Most white immigrants arrived in Colonial America as indentured servants, usually as young men and women from Britain or Germany, under the age of 21. Typically, the father of a teenager would sign the legal papers, and work out an arrangement with a ship captain, who would not charge the father any money.[4] The captain would transport the indentured servants to the American colonies, and sell their legal papers to someone who needed workers. At the end of the indenture, the young person was given a new suit of clothes and was free to leave. Many immediately set out to begin their own farms, while others used their newly acquired skills to pursue a trade.[5][6][7]

In the 17th century, nearly two-thirds of settlers to the New World from the British Isles came as indentured servants. Given the high death rate, many servants did not live to the end of their terms.[2] In the 18th and early 19th century, numerous Europeans traveled to the colonies as redemptioners, a form of indenture.[8]

It has been estimated that the redemptioners comprised almost 80% of the total British and continental emigration to America prior to the Revolution.[9] Indentured servants were a separate category from bound apprentices. The latter were American-born children, usually orphans or from an impoverished family who could not care for them. They were under the control of courts and were bound out to work as an apprentice until a certain age. Two famous bound apprentices were Benjamin Franklin who illegally fled his apprenticeship to his brother, and Andrew Johnson, who later became President of the United States.[10]

George Washington used indentured servants;[11] in April 1775, he offered a reward for the return of two runaway white servants.[12]
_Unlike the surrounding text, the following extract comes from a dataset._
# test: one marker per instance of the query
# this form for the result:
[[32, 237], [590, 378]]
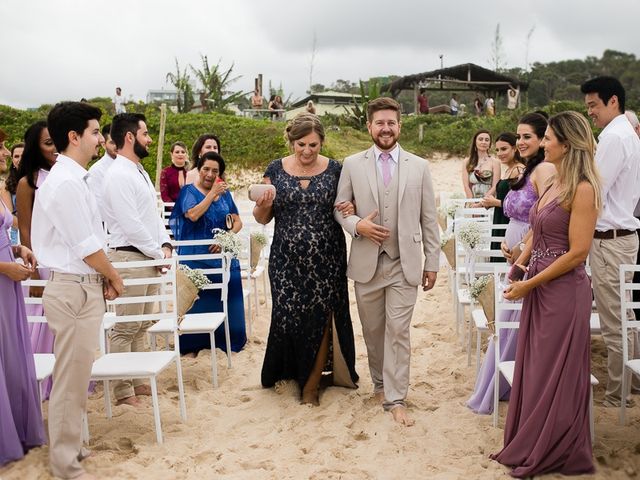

My Mother experienced being indentured as a small girl at age 11 years. She was the eldest of three children in a small farm family at the foothills of the Carpathian Mountains in the “No-man’s Land” between Poland and Czechoslovakia. The family lived very much like the Mountain People of the Appalachian Mountains, they belonged to a tribe called Lemko’s.

My Mother's tribe was called Lemko. These were their dance costumes. I have seen similar embroidery in stores in Vienna and Hungary is famous for  embroidered clothing.

My Mother’s tribe was called Lemko. These were their dance costumes. I have seen similar embroidery in stores in Vienna and Hungary is famous for embroidered clothing.

Mother and father, with children, returned to Europe from the United States after working the Pennsylvania Coal Mines and saving enough money to buy a small farm in the Carpathian hills. The children were born in the United States and thus were U.S. citizens.

Foothills of Carpathian Mountains look much like the Appalachians

Foothills of Carpathian Mountains look much like the Appalachians

Then a major event changed their lives, the father died.

My Mother, the eldest child, was selected to be sold into Indentured Servitude until she was 18 years old. At 18 she returned to the U.S. as a steamship passenger in steerage. All her life she felt she had been abandoned by her mother. The only photo of her mother my mother ever kept was an image of the old lady’s dead body in a wood coffin outside their farm shack.

Many different forms of slavery existed throughout the world and an Indentured Servant was yet another category of slave that existed in the United States.